Obiettivi, Valori e Ideali per un Turismo Migliore in Italia

Obiettivi e Valori di Tourism4Italy

 L'intento di questa lista di obiettivi e valori strategici è migliorare il settore turistico italiano. Il motivo per cui li pubblico e ...

sabato 26 dicembre 2020

Parità di genere nel Turismo

 L’importanza del ruolo della donna nel mondo del lavoro è un fatto riconosciuto. Numerosi sono invero gli studi che dimostrano come il ruolo femminile, sia in ambito lavorativo, sia in ambito economico, finanziario e sociale, abbia un impatto significativo sullo sviluppo e sulla crescita di un Paese.
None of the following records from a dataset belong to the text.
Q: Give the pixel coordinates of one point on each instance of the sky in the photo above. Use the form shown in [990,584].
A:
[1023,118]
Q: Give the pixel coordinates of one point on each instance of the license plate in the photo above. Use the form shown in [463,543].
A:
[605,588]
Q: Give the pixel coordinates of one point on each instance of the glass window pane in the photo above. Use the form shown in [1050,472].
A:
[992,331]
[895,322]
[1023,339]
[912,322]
La sostanziale realtà è che la famiglia moderna per poter raggiungere oggi un certo livello di benessere debba avere entrambi i coniugi attivi lavoratori.
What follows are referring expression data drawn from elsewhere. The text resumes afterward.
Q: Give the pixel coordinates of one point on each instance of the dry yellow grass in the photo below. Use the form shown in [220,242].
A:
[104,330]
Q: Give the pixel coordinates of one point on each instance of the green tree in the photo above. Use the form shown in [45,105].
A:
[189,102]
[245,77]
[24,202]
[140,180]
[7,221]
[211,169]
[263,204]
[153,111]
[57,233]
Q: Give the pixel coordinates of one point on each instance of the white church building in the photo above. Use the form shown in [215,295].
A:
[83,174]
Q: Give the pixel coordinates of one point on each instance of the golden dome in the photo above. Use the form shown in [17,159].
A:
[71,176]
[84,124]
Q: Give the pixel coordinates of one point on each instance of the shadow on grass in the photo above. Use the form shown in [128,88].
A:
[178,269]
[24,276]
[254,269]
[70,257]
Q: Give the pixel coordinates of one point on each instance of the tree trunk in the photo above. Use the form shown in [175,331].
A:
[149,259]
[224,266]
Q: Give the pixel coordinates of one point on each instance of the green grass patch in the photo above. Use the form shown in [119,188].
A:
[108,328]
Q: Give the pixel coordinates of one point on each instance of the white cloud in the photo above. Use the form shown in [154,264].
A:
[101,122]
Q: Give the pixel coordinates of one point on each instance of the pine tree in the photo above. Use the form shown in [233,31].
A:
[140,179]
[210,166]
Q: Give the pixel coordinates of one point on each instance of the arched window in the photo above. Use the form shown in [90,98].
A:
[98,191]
In Italia l’impianto normativo esistente sembra garantire una sostanziale parità giuridica per quanto riguarda le regole di accesso al lavoro unitamente alle regole di svolgimento dello stesso e il trend è muoversi in un’ottica di progressiva eliminazione delle discriminazioni fondate sul genere e di adozione di sempre maggiori tutele.  Malgrado tutte queste premesse le norme, da sole, come si evince dai questi dati Eurostat non sono tuttavia sufficienti a garantire una concreta ed effettiva situazione di pari opportunità e di pari trattamento.



Il primo bilancio, "ancora parziale", degli effetti del 'lockdown' primaverile sul mercato occupazionale conta, tra il secondo trimestre del 2019 e quello del 2020, 470.000 posti sfumati (-4,7%) per le donne. E, su 100 impieghi persi al tempo del Coronavirus (in tutto 841.000, secondo dati Istat), quelli femminili "sono il 55,9%", mentre il versante maschile "ha dato prova di maggior tenuta", registrando un decremento del 2,7%. A tirare le somme la Fondazione studi dei consulenti del lavoro, che ha realizzato un'indagine sulla condizione femminile in questa fase economica di grande difficoltà per il nostro Paese, sottolineando come a subire le penalizzazioni più forti siano state le addette inquadrate con contratti a termine (-327.000, con una discesa del 22,7%).

In primo luogo va evidenziato come, comunque, sulle spalle di circa 3 milioni di madri impiegate si sia assemblato un carico di stress "elevatissimo" perché, a scuole chiuse, hanno dovuto garantire la presenza al lavoro e, nel contempo, assistere la prole impegnata nella didattica a distanza.

  Occupate, in ogni caso, svantaggiate nel periodo di affanno generale, anche perché, argomentano i professionisti, prevalentemente in forze nei settori più funestati dall'emergenza Covid-19: sono stati in larga misura "i servizi, tradizionale bacino di impiego femminile, a pagare il costo più caro", come avvenuto nel "sistema turistico, ricettivo e ristorativo, dove le donne rappresentano la maggioranza dell’organico. 


Il turismo è infatti da sempre uno dei settori che vede più donne impiegate, ma  in Italia è uno dei pochi settori che  vede attive più donne che uomini, donne che spesso sono meritatamente in posizioni preminenti rispetto agli uomini. 


Da considerare infine che il comparto turistico in cui c'è una preponderante maggioranza di lavoratrici è quello dell'intermediazione (agenzie viaggio, tour operator e biglietteria) dove le donne rappresentano il 73% della forza lavoro.  Il comparto dell'intermediazione, in assoluto il più penalizzato tra i vari comparti turistici, è caratterizzato dalle competenze tecniche più specifiche e strategiche per la ripartenza della logistica turistica e della connettività post covid.